There are several ways to create effective coaches, including team leads and scrum masters.

  • Letting coaches figure it out
  • Training in the mindsets
  • Bringing in outside coaches to coach internal coaches
  • Bringing in outside coaches to coach your teams
  • Hiring experienced coaches as FTEs
  • Establish a coaching community of practice

Each of these has their own level of cost and effectiveness. The cost shown is not just cost in dollars but the cost of not having qualified coaches.

Let’s go through each of these.

  • Letting your own coaches figure it out. Many companies are forced into this choice because of lack of budget. The result, however, is poor coaching and often poor agility.
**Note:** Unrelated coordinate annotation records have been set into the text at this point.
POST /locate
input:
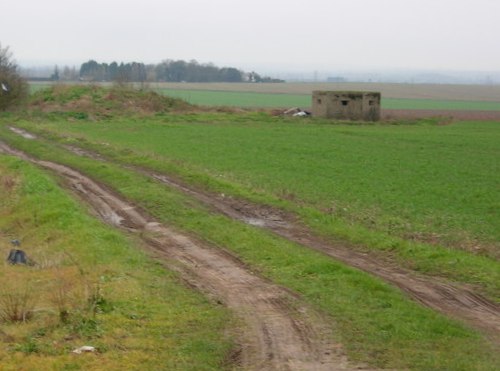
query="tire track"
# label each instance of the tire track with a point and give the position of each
(280, 333)
(452, 300)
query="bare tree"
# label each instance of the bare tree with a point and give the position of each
(13, 88)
Taking a two-day Scrum Master class provides an insufficient start because it typically does not provide the “why” of the roles, events, artifacts, and rules of scrum. New coaches are left to “follow scrum” without the deep understanding required to apply it to the teams they are coaching. While it might be inexpensive in dollars, it has a high cost in time and frustration.
  • Training in the mindsets. A more effective approach is to equip new coaches with the mindset to be a coach. Expose them to agile coach-specific training that teaches the mindset of agility and ways to accelerate process improvement and helping teams choose their way of working. This is what the Disciplined Agile Coach course does. While this helps individuals, it is not sufficient by itself.
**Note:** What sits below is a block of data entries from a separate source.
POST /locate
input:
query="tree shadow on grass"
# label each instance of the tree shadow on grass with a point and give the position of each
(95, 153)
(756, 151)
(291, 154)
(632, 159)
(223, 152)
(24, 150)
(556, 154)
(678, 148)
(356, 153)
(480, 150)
  • Bringing in outside coaches to coach internal coaches. This can be the most effective approach since experienced outside coaches can bring a holistic view of the organization’s agile process and be able to adapt their coaching to it. There is a risk in that outside coaches may not be that experienced with agile frameworks, which will likely yield a poor result and be expensive.
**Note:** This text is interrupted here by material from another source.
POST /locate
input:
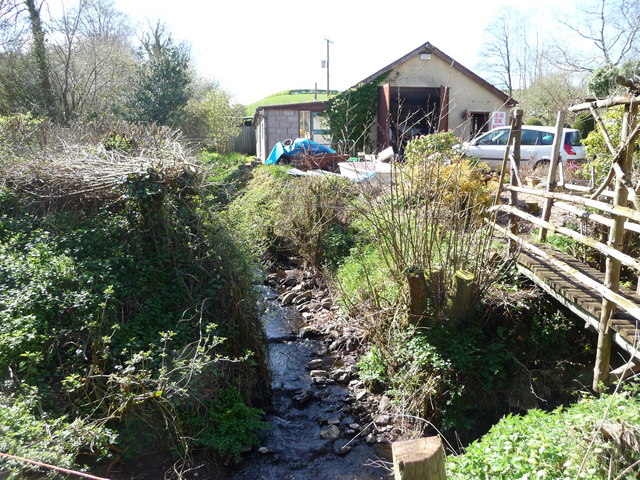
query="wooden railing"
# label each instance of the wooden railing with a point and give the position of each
(614, 205)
  • Bringing in outside coaches to coach your teams. This is an expensive way to grow your coaches. While you get immediate results and will improve your teams, coaching doesn’t just “rub off” and there will be little or no coaching experience left in your organization after they leave.
  • Hiring experienced coaches as FTEs. Hiring experienced outside coaches can be effective because you are adding experience to your teams. This is also a great approach when none of your existing team members have the ability or want to be coaches. The challenge, however, is if you don’t want to allocate people full time to a coaching role.
  • Establish a coaching community. This is often the best approach when coupled with equipping coaches with the basic knowledge of coaching. Establish a community of practice (CoP) for coaching. This is a collection of people who share the profession of coaching and have banded together to learn from each other to develop themselves and often even the organization. It requires support from management and probably a facilitator. The cost is relatively low and it becomes a vehicle for maturing coaches. These can work well with an agile center of excellence.